"You have to work hard to offend Christians. By nature, Christians are the most forgiving, understanding, and thoughtful group of people I've ever dealt with. They never assume the worst. They appreciate the importance of having different perspectives. They're slow to anger, quick to forgive, and almost never make rash judgments or act in anything less than a spirit of total love . . . No, wait--I'm thinking of Labrador retrievers!" David Learn, 1998
Saturday, January 29, 2011
HOW TO BE RICH - (3) Be generous
In some missionary magazine--World Vision, maybe--I read about a banquet held for their supporters which I have never forgotten. The evening was festive, the attendees dressed up and expectant.

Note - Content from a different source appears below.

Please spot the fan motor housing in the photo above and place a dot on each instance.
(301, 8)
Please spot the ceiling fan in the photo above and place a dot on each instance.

Efficient servers poured from the kitchen with steaming plates of chicken, vegetables and rice, salad, and a roll and placed them in front of every third person. Then they disappeared back into the kitchen.
Those who had been served waited politely for those next to them to receive their plates. But as time went on, those without food urged their neighbors to go ahead and eat, while the food was hot. Some did, some offered portions of their dinner to those next to them, some continued to wait.
Finally, after about 20 minutes, the servers appeared again. This time they carried smaller plates. They put these plates before those seated to the right of the ones already served.
These plates had only rice and beans on them.
After another 30 minutes, the last third of the guests were served. They were given bowls of thin gruel.
When people had had time to take in the disparity, the speaker for the evening rose and addressed them. He pointed out that one-third of the world had abundant food to eat every day. One-third of the world had adequate food, nothing fancy and little variety, but enough to stay alive. And one-third of the world went to bed hungry every night.
He pointed out that when the hungry are sitting right beside us, our natural reaction is to share what we have with them. It is because we are separated by countries or continents that we can ignore their need.
"Give as freely as you have received." One evening, years ago, my husband and I invited another couple to a church potluck. Because they were our guests and because their family of five lived off the husband's income so the wife could be a stay-at-home mom for their three teenagers, we did not ask them to bring anything. We brought two casseroles.
At the end of the evening, each of our dishes were still about half-full. My husband put the covered dishes in the trunk of our car and we started to drive the other couple home.
As my husband drove, God nudged me. I've felt His nudges before and I knew this was Him. He nudged me to give the leftovers to the other couple. I knew the wife, especially, had enjoyed the rare opportunity to eat out, eating food she didn't have to cook. She had exclaimed with pleasure over the casseroles.
BUT--I didn't want to. I wanted to keep them for us.
So we dropped the couple off without mentioning the leftovers and we drove home.
The next morning I realized my husband and I had both forgotten to take the casseroles out of the trunk. The food in them was highly perishable and we didn't dare eat them.
So instead of one couple enjoying the food and the other enjoying sharing the food, nobody enjoyed them.
Because I closed my heart to the needs of others.
Today I am thankful for inhouses (as opposed to outhouses).